Téhéran accuse Trump d’avoir quitté unilatéralement l’accord en 2018 et considère les pressions actuelles comme une tentative de changement de régime. Le ministère iranien des Affaires étrangères a d’ailleurs déclaré cette semaine que toute exigence dépassant les termes de 2015 ou touchant à la souveraineté et aux capacités défensives du pays entraînerait une rupture immédiate des pourparlers.
En dépit de sa situation économique difficile, l’Iran cherche à renforcer son influence au Moyen-Orient et exige la levée immédiate de toutes les sanctions, y compris celles qui bloquent ses revenus pétroliers et gaziers. Malgré les sanctions, la production pétrolière iranienne atteint actuellement 3,99 millions de barils par jour – soit 4 % de la production mondiale, ce qui en fait le troisième producteur de l’OPEP+.

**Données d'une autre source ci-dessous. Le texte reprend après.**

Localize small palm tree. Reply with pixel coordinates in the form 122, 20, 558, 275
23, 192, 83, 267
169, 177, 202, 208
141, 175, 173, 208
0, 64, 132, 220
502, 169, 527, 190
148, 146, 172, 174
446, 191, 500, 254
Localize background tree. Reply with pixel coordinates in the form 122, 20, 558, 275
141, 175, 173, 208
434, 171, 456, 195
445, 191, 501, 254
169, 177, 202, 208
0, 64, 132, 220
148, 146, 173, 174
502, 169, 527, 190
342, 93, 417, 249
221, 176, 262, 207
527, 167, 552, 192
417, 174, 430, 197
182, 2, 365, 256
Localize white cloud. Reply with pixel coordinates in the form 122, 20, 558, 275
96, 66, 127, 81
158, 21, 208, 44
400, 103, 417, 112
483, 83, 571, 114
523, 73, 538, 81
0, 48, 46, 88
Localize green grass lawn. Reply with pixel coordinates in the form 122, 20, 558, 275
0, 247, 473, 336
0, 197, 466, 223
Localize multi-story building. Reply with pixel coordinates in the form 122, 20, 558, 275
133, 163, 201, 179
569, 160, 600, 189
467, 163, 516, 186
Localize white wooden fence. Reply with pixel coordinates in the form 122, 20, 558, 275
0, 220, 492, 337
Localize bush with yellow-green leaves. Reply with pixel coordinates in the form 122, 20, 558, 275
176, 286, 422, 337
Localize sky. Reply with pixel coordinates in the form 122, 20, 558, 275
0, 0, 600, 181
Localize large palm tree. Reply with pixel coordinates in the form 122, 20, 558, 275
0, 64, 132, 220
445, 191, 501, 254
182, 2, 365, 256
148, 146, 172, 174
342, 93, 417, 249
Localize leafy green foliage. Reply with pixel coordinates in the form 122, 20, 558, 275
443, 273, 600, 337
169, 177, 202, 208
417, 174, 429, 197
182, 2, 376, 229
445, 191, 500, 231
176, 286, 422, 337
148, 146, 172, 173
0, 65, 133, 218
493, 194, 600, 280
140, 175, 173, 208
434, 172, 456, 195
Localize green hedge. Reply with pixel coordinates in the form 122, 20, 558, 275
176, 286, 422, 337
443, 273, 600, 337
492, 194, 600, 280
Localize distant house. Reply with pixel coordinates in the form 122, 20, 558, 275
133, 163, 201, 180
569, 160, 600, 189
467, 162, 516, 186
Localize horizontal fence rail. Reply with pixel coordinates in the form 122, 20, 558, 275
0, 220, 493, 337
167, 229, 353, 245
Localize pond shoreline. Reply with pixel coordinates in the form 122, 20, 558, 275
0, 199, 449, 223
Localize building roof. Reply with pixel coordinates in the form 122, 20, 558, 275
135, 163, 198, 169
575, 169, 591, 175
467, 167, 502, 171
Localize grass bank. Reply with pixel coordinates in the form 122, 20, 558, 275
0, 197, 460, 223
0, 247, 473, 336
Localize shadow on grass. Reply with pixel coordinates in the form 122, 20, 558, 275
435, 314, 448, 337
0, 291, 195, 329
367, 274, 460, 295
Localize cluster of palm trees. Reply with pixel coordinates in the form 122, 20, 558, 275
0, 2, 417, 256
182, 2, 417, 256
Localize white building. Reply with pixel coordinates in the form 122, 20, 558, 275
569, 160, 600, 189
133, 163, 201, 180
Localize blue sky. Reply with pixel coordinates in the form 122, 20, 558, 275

Une impasse géostratégique
Ne pas parvenir à un nouvel accord limitant le programme nucléaire iranien dans le contexte actuel – entre crise économique interne, avancée technologique, guerre à Gaza et lutte contre les Houthis – constituerait une situation explosive. Cela pourrait avoir des conséquences sécuritaires dramatiques, modifier les équilibres stratégiques au Moyen-Orient, et affecter l’ordre mondial.

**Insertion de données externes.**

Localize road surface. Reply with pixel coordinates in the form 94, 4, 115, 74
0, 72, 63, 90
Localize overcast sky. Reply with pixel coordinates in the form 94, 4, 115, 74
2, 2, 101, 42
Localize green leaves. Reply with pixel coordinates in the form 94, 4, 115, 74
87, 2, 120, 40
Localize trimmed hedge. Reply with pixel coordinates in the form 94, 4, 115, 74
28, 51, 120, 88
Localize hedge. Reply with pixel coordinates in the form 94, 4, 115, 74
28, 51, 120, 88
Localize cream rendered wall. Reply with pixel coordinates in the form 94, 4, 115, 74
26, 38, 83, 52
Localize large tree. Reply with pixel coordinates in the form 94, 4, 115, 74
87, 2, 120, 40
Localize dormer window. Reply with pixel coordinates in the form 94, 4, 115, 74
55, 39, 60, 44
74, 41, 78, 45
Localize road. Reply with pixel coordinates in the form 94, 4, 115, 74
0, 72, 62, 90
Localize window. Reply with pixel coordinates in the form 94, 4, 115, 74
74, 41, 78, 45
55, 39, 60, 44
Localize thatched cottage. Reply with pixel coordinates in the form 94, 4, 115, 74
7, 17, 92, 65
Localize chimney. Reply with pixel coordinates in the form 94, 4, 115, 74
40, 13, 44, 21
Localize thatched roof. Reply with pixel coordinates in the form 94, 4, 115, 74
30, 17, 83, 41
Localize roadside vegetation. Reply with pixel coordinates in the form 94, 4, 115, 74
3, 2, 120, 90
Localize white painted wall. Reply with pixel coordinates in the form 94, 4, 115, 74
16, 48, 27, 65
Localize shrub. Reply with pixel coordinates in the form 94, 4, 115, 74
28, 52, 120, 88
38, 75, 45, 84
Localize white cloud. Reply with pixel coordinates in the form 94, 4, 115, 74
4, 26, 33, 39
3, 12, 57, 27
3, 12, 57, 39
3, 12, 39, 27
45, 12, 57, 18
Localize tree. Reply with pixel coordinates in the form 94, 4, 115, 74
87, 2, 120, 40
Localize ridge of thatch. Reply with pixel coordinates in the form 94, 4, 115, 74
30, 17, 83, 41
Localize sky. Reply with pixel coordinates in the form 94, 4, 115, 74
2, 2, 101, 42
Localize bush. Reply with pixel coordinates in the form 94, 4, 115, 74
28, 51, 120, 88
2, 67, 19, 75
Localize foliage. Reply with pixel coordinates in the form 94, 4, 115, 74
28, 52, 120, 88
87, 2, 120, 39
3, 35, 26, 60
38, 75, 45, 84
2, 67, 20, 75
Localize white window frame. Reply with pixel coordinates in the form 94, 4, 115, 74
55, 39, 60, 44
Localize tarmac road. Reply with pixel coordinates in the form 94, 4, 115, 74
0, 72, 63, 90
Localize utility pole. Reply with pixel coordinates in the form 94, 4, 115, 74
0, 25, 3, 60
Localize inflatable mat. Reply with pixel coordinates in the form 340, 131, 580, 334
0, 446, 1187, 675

Un échec des négociations pourrait fortement augmenter le risque d’escalade militaire et obliger Israël à envisager une attaque unilatérale, avec ou sans soutien américain, contre les installations nucléaires iraniennes. Cela pourrait conduire à un conflit régional majeur.
Si l’Iran réduit son « temps de percée » à quelques semaines (ayant déjà accumulé 275 kg d’uranium suffisant pour 6 à 7 bombes), le risque sécuritaire s’aggrave. Une sortie du TNP (Traité sur la non-prolifération) ouvrirait la porte à une dissémination incontrôlable de l’arme nucléaire, avec un risque de transfert à des groupes terroristes ou milices pro-iraniennes. Cela pourrait également pousser d’autres pays comme la Turquie, l’Égypte ou l’Arabie saoudite à se doter de capacités nucléaires.

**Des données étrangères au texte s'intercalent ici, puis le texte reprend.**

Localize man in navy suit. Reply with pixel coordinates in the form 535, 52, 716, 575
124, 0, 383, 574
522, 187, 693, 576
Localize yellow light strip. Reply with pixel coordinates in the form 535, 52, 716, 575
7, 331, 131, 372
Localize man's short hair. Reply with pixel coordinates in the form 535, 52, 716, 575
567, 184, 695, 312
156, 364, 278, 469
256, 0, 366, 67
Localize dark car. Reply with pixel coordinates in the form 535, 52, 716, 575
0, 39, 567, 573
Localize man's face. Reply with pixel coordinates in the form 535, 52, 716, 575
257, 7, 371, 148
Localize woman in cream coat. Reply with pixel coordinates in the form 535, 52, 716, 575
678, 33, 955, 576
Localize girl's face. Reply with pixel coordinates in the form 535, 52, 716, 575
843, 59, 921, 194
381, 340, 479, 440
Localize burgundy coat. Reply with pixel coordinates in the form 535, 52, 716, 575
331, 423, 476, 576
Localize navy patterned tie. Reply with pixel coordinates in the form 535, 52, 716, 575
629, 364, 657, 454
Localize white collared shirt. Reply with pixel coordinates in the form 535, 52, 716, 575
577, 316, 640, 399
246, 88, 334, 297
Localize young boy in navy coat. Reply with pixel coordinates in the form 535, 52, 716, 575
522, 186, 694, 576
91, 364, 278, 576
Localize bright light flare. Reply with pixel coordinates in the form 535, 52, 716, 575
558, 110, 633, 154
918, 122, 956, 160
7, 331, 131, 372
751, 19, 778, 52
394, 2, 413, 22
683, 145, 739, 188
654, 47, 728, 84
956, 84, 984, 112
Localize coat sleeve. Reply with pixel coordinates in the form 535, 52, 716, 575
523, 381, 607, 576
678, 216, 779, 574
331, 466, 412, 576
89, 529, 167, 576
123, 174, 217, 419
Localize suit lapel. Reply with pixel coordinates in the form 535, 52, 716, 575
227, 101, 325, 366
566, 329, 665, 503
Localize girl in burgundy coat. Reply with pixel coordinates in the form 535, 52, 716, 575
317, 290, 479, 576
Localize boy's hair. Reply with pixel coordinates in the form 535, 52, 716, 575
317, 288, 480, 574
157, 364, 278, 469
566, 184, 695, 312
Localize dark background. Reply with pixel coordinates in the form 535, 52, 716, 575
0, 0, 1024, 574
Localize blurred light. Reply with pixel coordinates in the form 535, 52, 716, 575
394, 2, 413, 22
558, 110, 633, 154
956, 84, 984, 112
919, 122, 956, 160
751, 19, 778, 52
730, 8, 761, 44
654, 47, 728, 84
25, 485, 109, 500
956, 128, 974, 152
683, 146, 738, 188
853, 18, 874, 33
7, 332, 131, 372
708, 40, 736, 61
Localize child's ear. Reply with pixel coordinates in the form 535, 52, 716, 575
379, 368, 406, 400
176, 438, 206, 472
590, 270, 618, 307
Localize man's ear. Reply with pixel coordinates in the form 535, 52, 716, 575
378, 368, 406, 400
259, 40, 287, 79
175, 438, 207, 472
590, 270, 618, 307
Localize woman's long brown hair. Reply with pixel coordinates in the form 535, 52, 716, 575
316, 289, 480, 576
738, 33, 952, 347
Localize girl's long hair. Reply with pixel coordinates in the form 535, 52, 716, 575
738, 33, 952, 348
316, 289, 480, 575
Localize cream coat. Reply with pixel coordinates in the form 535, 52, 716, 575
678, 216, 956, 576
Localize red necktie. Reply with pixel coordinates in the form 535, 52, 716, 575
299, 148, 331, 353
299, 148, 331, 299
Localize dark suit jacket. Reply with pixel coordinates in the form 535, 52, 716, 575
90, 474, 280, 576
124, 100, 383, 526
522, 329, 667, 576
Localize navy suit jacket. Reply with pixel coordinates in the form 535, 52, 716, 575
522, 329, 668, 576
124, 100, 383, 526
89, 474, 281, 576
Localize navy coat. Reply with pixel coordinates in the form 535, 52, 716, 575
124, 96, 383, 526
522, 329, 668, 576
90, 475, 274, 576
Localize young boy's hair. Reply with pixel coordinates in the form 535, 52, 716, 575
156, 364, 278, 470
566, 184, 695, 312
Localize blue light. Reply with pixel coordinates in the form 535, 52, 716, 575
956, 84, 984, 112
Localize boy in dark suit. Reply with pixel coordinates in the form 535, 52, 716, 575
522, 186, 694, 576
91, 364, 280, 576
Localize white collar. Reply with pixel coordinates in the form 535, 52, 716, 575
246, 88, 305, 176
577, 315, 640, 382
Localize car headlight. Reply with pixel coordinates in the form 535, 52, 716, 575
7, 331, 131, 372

Un climat de sécurité instable
L’effondrement des négociations et l’aggravation des sanctions pourraient renforcer l’axe Téhéran-Moscou-Pékin, notamment via des accords comme l’initiative chinoise de la « Ceinture et la Route ». L’Iran pourrait aussi relancer son réseau de milices régionales pour frapper des cibles américaines ou israéliennes, voire les infrastructures pétrolières du Golfe.
Les répercussions de ces scénarios dépasseraient largement le cas iranien : elles affecteraient les marchés pétroliers mondiaux, les économies dépendantes du pétrole et les chaînes d’approvisionnement mondiales, notamment à cause des droits de douane instaurés par Trump.
Vers l’effondrement du régime ?
L’isolement accru et la crise économique (PIB de 401 milliards de dollars en 2024, avec 40 % de la population sous le seuil de pauvreté selon la Banque mondiale) affaiblissent encore davantage le régime. L’inflation, la pauvreté, la baisse du pétrole et du rial creusent le mécontentement interne, surtout chez les jeunes.
La pression des Gardiens de la Révolution, hostiles à tout compromis, et le clivage entre conservateurs et réformistes (sous la direction du président Masoud Pezeshkian), exposent le régime à un test crucial. Toute nouvelle crise – militaire, sociale ou économique – pourrait entraîner un effondrement interne aux multiples dimensions.
Une telle implosion remettrait en cause la légitimité du régime, minerait son image de puissance régionale et accélérerait, enfin, sa chute.